In the 10th century, the area became part of the emerging Polish state under the Piast dynasty. The oldest known mention of the village comes from 1277, when it was granted by Duke Mestwin II to the Diocese of Włocławek. It was invaded and occupied by the Teutonic Order in the 14th century. In 1454, the region was reincorporated to the Kingdom of Poland by King Casimir IV Jagiellon upon the request of the anti-Teutonic Prussian Confederation.

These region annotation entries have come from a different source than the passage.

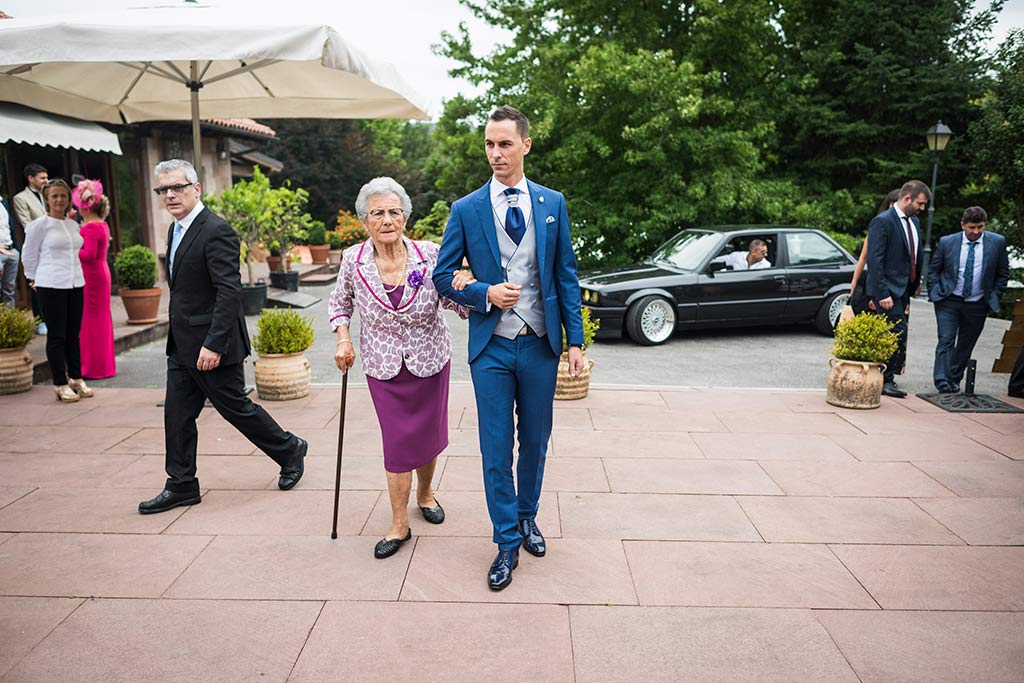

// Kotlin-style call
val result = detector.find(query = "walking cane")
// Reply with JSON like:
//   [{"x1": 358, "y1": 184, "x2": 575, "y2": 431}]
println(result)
[{"x1": 331, "y1": 369, "x2": 351, "y2": 539}]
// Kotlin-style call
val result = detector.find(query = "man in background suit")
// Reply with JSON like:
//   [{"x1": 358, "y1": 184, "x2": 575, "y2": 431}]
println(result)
[
  {"x1": 867, "y1": 180, "x2": 932, "y2": 398},
  {"x1": 433, "y1": 106, "x2": 583, "y2": 591},
  {"x1": 928, "y1": 206, "x2": 1010, "y2": 393},
  {"x1": 138, "y1": 159, "x2": 306, "y2": 514}
]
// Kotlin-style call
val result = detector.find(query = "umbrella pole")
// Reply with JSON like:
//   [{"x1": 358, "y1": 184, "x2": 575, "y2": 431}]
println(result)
[{"x1": 331, "y1": 373, "x2": 348, "y2": 539}]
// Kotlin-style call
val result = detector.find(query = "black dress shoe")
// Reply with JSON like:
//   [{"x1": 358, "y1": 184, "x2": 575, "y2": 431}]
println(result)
[
  {"x1": 487, "y1": 548, "x2": 519, "y2": 591},
  {"x1": 374, "y1": 529, "x2": 413, "y2": 560},
  {"x1": 519, "y1": 519, "x2": 548, "y2": 557},
  {"x1": 882, "y1": 382, "x2": 906, "y2": 398},
  {"x1": 138, "y1": 488, "x2": 203, "y2": 515},
  {"x1": 278, "y1": 436, "x2": 309, "y2": 490},
  {"x1": 420, "y1": 498, "x2": 444, "y2": 524}
]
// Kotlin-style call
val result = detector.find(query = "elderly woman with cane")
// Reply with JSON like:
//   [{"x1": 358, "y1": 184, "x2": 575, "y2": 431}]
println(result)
[{"x1": 328, "y1": 177, "x2": 473, "y2": 559}]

After the Second Peace of Thorn in 1466, the Teutonic Order renounced any claims to the region and recognized it as part of Poland. Świekatowo was a private church village of the Diocese of Włocławek, administratively located in the Świecie County in the Pomeranian Voivodeship of the Kingdom of Poland. In 1686, it was visited by Bishop Bonawentura Madaliński. It was administered by the chapter of the Diocese of Włocławek until the First Partition of Poland in 1772, when it was annexed by the Kingdom of Prussia.

The village, under the Germanized name Schwekatowo, was also part of Germany from 1871, within which it administratively belonged to the district of Schwetz in the province of West Prussia. According to the German census of 1910, it had a population of 814, of which 407 (50%) were Germans and 407 (50%) were Poles. Following World War I, Poland regained independence in 1918, and the village was restored by Germany to the Second Polish Republic in 1920 per the Treaty of Versailles.

During the German invasion of Poland, which started World War II in 1939, German forces on 3 September murdered 26 Poles. The massacre happened as Poles were attending a church mass from which they were dragged out by German soldiers and shot (see Nazi crimes against the Polish nation). From 1939 to 1945, under German occupation, the village belonged to the administrative region of Marienwerder in the newly formed province of Reichsgau Danzig-West Prussia. In 1941, the occupiers carried out expulsions of Poles, who were then placed in a transit camp in Tczew for three weeks, and afterwards deported to the Warsaw District of the General Government in the more eastern part of German-occupied Poland, while their houses and farms were handed over to German colonists as part of the Lebensraum policy. In 1942, the village was renamed Schweike to erase traces of Polish origin. Towards the end of World War II, it was captured by the Red Army and was restored to Poland.

==Transport==
There is a train station in the village, located on the Polish Railway Line No. 201, part of the important Polish Coal Trunk-Line.

==Sports==
The local football club is Fala Świekatowo. It competes in the lower leagues.